India needs rethink of Pakistan strategy
The powder keg that is the Kashmir Valley has exploded once again with the year’s biggest strike by terrorists on an Army camp in Uri, in J&K’s Baramulla district. If it is firmly established that this was yet another cross-border attack exported by Pakistan, it is bound to lead to a bigger diplomatic blow-up with a neighbour, whose support of terror as state policy is too well-documented to lend merit to its denials. This strike was bigger than the January siege of the Pathankot airbase in which seven military personnel were killed. With 17 soldiers killed in Uri and at least another 20 injured, this was in fact the biggest casualty the Army has suffered in many years. Amid an alert across the country, India needs a major rethink not only on its preparedness to tackle terror by infiltration across the border or Line of Control — there is reason to believe the breach on the LoC was through the Salamabad Nullah from PoK — but also on its policy priorities regarding Pakistan.

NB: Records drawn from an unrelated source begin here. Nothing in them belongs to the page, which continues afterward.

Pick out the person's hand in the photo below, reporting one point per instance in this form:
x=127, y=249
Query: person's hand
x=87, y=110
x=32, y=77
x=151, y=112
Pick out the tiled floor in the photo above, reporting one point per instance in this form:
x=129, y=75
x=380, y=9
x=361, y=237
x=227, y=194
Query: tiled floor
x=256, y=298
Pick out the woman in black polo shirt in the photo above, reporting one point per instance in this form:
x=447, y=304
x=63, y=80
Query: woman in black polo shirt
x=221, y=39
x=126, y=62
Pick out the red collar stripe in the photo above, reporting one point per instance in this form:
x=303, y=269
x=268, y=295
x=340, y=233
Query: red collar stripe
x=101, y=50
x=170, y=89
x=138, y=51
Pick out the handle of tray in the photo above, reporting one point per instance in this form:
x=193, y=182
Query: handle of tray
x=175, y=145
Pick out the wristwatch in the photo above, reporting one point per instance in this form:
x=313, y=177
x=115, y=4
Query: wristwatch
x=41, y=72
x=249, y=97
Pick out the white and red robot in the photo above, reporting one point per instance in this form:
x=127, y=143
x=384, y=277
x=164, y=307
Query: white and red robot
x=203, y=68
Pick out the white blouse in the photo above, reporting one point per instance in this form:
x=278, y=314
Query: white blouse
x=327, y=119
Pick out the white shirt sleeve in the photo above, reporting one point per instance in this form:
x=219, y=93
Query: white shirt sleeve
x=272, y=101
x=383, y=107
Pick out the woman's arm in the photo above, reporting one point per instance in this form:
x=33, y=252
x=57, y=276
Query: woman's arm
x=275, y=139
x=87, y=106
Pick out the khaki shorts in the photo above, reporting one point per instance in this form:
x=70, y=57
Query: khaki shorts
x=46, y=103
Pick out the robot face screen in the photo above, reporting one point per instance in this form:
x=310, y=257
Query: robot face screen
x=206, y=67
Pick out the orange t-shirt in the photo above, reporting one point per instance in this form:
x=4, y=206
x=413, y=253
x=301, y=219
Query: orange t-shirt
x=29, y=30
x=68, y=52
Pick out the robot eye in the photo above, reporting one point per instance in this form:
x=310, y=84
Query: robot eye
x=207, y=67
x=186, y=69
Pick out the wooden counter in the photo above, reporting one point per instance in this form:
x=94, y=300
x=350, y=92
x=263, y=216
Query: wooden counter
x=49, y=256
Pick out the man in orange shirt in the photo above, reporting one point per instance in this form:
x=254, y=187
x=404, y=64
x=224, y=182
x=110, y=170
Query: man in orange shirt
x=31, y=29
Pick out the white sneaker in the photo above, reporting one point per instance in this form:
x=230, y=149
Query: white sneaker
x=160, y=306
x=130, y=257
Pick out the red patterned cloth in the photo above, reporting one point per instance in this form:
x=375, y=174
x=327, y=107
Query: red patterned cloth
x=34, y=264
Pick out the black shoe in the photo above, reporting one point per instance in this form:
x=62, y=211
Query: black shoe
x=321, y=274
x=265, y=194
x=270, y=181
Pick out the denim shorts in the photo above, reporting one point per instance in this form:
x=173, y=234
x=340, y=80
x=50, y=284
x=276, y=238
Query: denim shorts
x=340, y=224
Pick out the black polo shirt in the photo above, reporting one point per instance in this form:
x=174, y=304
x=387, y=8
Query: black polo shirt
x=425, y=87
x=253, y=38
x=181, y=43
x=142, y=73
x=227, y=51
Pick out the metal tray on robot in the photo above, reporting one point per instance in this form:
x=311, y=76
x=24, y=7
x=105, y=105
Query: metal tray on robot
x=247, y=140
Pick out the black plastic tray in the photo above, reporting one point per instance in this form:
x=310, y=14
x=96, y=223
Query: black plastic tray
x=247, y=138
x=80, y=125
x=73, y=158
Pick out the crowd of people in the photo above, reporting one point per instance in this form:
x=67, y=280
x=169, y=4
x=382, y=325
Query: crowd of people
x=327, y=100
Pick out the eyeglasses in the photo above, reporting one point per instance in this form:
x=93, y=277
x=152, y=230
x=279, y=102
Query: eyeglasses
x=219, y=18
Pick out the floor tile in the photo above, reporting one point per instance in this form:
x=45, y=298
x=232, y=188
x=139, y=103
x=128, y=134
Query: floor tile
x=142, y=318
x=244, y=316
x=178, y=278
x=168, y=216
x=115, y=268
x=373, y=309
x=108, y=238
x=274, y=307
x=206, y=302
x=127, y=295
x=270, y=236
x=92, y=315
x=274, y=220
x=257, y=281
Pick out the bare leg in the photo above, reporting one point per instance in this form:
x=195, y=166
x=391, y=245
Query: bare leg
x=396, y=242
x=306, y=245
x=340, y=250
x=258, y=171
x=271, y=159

This attack on soldiers sleeping between shifts of active vigil in temporary shelters at the camp is suggestive of a well-planned fidayeen attack by terrorists who obviously had intelligence guiding their operation. The Bihar and Dogra Regiment soldiers’ temporary sleeping tents catching fire made the toll worse; but it’s also suggestive of what conditions brave Armymen are placed in. By identifying the weapons and clothing of the Uri attackers, it should be possible to clearly establish the Pakistani hand in yet another strike on Kashmir. This will lend weight to what India has been saying at all major global forums recently about Pakistan’s role in fuelling the insurgency in Kashmir. It is immaterial whether that will change anything in that country, that grandstands its fate as a victim of terror, losing 9,065 lives in 2015.

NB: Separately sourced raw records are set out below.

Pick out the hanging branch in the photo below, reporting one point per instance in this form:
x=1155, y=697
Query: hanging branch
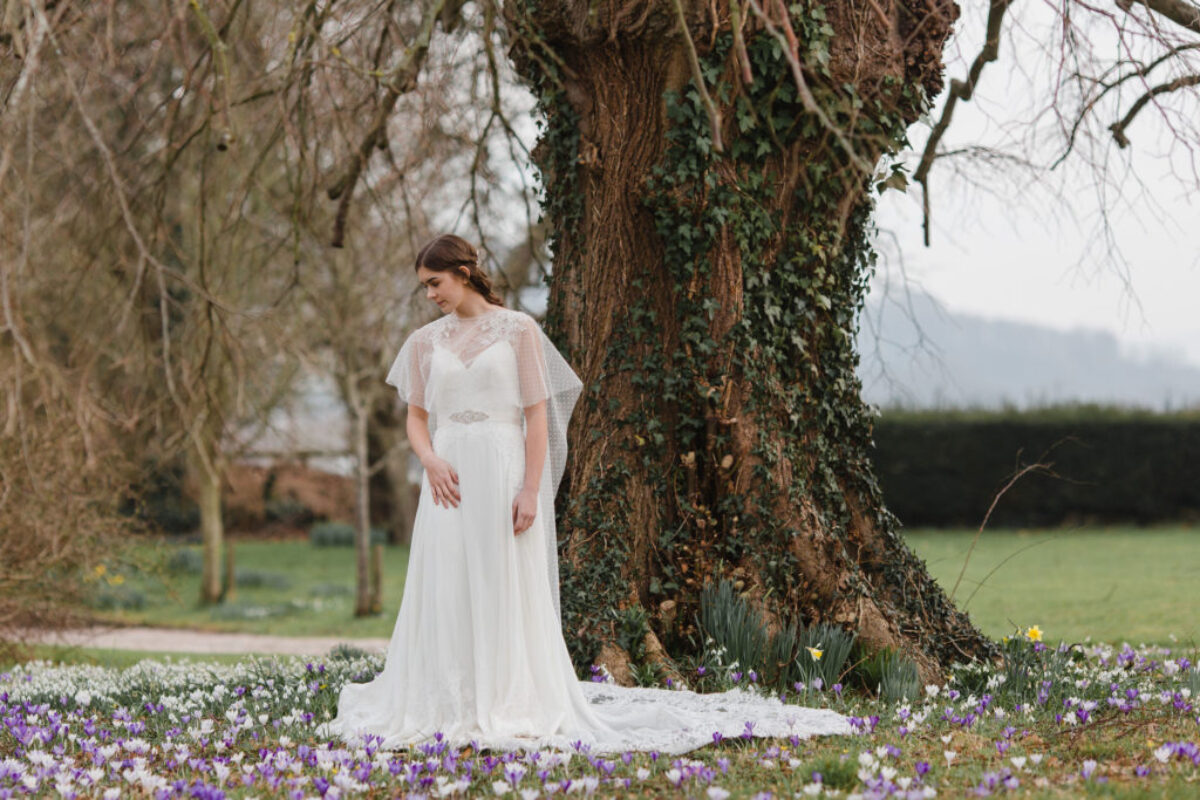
x=714, y=115
x=1119, y=128
x=959, y=90
x=401, y=80
x=786, y=36
x=1140, y=71
x=1180, y=12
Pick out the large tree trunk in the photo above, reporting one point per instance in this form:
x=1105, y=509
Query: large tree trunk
x=708, y=301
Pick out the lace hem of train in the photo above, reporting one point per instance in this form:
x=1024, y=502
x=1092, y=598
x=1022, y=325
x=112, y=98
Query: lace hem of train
x=634, y=719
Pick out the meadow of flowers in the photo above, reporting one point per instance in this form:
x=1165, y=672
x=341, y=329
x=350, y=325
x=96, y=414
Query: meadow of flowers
x=1049, y=721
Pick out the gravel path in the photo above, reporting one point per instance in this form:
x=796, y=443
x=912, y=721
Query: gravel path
x=185, y=641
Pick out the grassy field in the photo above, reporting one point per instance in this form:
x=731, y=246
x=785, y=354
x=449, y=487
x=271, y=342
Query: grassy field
x=114, y=659
x=1110, y=584
x=285, y=589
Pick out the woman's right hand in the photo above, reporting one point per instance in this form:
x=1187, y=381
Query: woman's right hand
x=443, y=481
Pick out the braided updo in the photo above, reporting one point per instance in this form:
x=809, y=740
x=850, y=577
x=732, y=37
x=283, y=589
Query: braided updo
x=450, y=253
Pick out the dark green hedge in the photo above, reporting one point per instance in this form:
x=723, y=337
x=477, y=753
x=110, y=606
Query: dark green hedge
x=1110, y=467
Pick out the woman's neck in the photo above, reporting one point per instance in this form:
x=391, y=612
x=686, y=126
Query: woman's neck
x=473, y=307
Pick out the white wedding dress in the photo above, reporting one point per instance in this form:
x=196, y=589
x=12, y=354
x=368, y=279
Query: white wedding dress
x=478, y=651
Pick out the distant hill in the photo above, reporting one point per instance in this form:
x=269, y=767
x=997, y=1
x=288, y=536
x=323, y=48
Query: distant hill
x=919, y=355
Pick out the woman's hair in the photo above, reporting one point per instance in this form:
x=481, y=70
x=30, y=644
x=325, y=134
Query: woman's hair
x=447, y=253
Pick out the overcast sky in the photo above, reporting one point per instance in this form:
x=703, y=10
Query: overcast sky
x=1029, y=250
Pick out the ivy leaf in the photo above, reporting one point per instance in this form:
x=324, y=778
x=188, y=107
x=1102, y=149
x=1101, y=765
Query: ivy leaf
x=898, y=180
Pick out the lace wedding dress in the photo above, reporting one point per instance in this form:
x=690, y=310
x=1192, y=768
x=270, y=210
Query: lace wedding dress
x=478, y=651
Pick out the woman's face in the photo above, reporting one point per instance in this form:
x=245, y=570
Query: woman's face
x=447, y=289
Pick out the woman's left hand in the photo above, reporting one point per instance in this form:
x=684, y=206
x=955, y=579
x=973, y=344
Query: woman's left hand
x=525, y=509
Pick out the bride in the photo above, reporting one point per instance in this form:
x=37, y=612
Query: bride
x=478, y=651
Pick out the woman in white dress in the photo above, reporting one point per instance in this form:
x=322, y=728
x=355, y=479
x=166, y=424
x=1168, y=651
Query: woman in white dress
x=478, y=651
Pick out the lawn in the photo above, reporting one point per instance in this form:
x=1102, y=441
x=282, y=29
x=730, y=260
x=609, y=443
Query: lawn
x=113, y=659
x=1111, y=584
x=285, y=589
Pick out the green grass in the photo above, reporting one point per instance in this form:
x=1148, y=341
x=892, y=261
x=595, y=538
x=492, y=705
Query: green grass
x=1135, y=584
x=303, y=591
x=61, y=654
x=1108, y=583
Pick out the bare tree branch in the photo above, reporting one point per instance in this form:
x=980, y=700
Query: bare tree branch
x=714, y=115
x=1179, y=11
x=959, y=90
x=1119, y=128
x=401, y=80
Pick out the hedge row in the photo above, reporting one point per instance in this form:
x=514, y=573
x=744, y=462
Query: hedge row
x=943, y=470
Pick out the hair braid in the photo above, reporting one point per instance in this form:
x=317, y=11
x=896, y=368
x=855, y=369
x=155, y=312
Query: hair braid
x=449, y=252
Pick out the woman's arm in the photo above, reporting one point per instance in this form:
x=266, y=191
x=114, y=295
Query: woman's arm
x=443, y=477
x=525, y=506
x=537, y=438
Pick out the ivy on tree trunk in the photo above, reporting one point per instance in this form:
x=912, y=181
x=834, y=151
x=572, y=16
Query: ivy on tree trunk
x=709, y=301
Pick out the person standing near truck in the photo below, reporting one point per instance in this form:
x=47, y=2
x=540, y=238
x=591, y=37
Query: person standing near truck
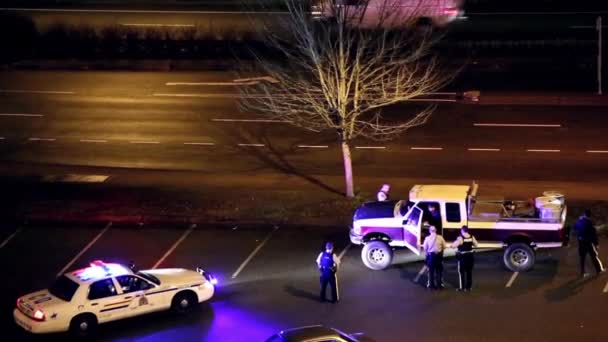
x=433, y=246
x=465, y=243
x=587, y=242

The strike, which caught our soldiers off guard, is to be seen as retaliation through increased terror operations in the wake of India’s Balochistan policy thrust, by which moral and political support is to be given to the rebels, including the Balochis living in exile. The coming UN General Assembly session is bound to get quite vocal with the latest instance of what is certainly an attack inspired by Pakistan, rather than the “lone wolf” attacks that crop up in many parts of the world. India’s latest billion-dollar move to bring Afghanistan even closer in diplomatic terms is part of an overall strategy to put the heat on Pakistan. What the Indian Army has lost in so many soldiers dead and injured is a human tragedy we should not lose sight of as we reassess our responses to the naked threat of terror.